THE PERSIANS (PERSAE): XERXES DEFEATED, by                     Poet's Biography
First Line: This earth, this asia, wide as east from west
Last Line: With the blood of persia's noble dead.
Subject(s): Persian Wars


THIS earth, this Asia, wide as east from west,
Mourns -- empty, -- of her manhood dispossessed.
Xerxes the King led forth his war-array!
Xerxes the King hath cast his host away!
Xerxes the King (O King unwise!)
Steered in the wake of doom his orient argosies!

How fell it that Darius, lord of the bow,
In Susa long ago,
Fair fortune had?
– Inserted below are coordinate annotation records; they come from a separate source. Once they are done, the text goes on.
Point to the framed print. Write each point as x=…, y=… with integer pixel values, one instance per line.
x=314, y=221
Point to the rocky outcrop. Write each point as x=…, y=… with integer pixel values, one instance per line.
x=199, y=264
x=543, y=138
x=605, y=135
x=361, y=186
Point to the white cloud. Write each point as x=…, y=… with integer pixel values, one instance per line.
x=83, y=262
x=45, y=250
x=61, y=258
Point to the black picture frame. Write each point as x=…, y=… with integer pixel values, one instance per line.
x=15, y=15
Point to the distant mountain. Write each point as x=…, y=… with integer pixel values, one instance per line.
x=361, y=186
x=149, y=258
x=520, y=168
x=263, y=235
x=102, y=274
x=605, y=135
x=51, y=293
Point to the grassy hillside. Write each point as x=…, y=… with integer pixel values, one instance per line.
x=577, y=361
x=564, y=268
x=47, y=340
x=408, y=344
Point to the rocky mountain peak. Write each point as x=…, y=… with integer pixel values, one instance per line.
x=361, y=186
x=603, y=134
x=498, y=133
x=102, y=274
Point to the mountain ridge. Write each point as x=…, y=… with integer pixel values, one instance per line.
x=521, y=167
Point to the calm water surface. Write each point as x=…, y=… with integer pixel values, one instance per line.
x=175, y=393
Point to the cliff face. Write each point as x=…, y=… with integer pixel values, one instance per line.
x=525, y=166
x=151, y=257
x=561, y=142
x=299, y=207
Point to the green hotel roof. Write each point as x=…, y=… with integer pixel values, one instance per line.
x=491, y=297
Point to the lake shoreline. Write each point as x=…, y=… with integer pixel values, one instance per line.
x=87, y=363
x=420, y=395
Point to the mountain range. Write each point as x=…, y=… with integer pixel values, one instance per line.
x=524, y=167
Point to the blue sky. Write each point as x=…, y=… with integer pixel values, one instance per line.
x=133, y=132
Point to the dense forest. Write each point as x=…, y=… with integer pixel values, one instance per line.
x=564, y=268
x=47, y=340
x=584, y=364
That then
He who ruled Persia won the hearts of men?

The ships, the swarthy ships, with brow of gloom
And wide wings woven on the weary loom,
Landsmen and mariners haled to that far shore!
The ships, the black ships whelmed them evermore!
They struck, they split, they filled,
They sank: and, oh, death's throes Ionian vengeance stilled.
And now by plain and pass, rude, wild and bare,
In the frore Thracian air,
After long wandering,
Scarce 'scaped with life, comes home our lord the King.

But they on that wild water,
Firstlings of death and slaughter,
Roam, where the long waves lash Kychrean sands;
Roam, but no wave shall lift them,
Nor ebb nor flood-tide drift them
To this dear earth beloved above all lands.
Wide as the sky, and deep
As those dark waters sweep,
Wail! let grief gnaw your heart, and wring your hands!

Combed with no tender combing,
Where angry waves break foaming,
Children of Ocean's unpolluted tide
Flesh their dumb mouths, and tear
The dead men once so fair:
Old eyes are wet whose tears Time long since dried;
The sire weeps his lost son,
The home its goodman gone,
And all the woeful tale is bruited far and wide.

They pay no more tribute; they bow them no more!
The word of power is not spoken
By the princes of Persia; their day is o'er,
And the laws of the Medes are broken
Through Asia's myriad-peopled land;
For the staff is snapped in the King's right hand.

And a watch is not set on the free, frank tongue,
Yea, liberty's voice speaks loud;
And the yoke is loosed from the neck that was wrung
And the back to dominion bowed:
For the earth of Ajax' isle is red
With the blood of Persia's noble dead.